無根のナショナリズムを超えて

 竹内好が再考されているらしい。今年3月に横浜に用事で行った時に立ち寄った書店で、表題の本を見つけた。
 買うと重いので、徳島に帰ってから紀伊国屋書店で購入した。ドイツや中国で竹内好のシンポジウムが開催されて、日本でも行われたのをまとめたのがこの一冊である。
 竹内好は40年前に卒論「武田泰淳と中国」を書く際に何冊か読んだ。「現代中国論」普通社・「魯迅」世界評論社・「竹内好評論集」(新編現代中国論・新編日本イデオロギー・日本とアジア)筑摩書房・「魯迅日本評論社・「国民文学論」東大出版会、であった。
 日本が近代化するに当たって、西欧の論理思考をそのまま導入してよいのかを問うていたように思う。今の中国は日本の歩んだ道を歩み、同じような間違いを犯そうとしているのではないか。

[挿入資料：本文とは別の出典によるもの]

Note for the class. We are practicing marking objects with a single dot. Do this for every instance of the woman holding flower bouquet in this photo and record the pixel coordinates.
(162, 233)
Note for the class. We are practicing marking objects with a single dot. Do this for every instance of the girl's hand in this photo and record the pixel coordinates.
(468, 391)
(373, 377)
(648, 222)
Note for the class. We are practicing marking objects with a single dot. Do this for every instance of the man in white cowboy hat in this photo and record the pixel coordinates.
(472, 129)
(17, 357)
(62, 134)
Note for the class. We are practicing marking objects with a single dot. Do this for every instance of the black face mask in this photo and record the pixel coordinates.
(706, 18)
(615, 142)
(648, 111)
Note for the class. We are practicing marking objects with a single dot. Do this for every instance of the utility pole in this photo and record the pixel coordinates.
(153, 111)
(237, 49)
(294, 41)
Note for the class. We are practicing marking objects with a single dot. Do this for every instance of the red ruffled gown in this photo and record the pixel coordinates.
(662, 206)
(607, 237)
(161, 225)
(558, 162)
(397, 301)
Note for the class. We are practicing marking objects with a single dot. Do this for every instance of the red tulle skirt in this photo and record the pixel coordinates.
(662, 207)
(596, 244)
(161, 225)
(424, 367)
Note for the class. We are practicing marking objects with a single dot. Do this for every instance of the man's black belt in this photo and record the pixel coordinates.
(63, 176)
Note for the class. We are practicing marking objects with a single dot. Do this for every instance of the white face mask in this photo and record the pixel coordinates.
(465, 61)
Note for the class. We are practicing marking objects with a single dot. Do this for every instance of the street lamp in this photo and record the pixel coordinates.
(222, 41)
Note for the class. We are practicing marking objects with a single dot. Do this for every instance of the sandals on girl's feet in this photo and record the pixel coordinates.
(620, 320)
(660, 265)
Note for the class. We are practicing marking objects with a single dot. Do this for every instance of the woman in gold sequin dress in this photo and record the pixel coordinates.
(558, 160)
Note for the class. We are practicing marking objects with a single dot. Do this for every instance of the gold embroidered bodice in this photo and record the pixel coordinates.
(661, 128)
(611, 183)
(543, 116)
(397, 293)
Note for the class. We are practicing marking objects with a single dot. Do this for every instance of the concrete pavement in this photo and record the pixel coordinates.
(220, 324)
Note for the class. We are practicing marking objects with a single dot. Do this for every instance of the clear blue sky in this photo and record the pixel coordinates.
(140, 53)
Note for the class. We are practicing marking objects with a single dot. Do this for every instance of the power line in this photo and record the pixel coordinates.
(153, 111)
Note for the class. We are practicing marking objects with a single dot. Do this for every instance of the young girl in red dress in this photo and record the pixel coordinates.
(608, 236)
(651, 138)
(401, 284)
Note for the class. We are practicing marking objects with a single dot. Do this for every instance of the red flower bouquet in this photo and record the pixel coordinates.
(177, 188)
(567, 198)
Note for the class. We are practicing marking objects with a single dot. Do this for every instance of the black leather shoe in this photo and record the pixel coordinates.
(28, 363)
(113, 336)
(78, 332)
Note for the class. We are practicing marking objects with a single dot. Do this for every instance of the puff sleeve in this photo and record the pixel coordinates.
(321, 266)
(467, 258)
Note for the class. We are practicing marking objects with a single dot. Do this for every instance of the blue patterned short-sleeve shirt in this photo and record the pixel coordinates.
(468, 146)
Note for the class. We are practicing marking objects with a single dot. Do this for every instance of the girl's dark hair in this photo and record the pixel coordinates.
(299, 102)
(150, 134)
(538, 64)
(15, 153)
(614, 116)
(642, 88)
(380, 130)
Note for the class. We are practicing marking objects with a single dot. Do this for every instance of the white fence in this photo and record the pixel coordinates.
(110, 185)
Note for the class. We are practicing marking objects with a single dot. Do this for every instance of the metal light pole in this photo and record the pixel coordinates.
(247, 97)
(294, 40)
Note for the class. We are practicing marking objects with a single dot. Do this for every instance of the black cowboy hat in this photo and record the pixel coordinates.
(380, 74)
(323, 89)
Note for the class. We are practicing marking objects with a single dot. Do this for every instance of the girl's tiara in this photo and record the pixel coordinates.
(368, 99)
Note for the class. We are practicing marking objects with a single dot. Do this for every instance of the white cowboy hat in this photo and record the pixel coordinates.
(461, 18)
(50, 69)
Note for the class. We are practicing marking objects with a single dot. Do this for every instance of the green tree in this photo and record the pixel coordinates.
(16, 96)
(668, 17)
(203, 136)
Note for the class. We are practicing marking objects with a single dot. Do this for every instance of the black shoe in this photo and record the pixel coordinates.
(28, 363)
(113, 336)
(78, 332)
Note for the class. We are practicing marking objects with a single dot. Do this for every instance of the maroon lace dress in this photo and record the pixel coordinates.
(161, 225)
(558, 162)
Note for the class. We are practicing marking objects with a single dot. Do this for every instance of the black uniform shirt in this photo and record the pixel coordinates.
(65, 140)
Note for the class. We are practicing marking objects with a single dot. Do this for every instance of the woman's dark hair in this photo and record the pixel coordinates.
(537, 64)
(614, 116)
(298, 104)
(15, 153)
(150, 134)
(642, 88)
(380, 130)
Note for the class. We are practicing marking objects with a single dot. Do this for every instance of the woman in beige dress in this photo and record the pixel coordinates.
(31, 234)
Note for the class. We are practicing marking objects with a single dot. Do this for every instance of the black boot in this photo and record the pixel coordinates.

もっと、アジア的な発展の道筋はないかを考えるシンポであった。
 しかし、この本を読んでいるとどうも難しい概念ばかりがでてきて、わかりにくかった。
 それでも、再度竹内好を考える手段として、「竹内好論」岩波現代文庫松本健一と「竹内好の文学精神」論創社・岡田麻子を読もうかと思い購入した。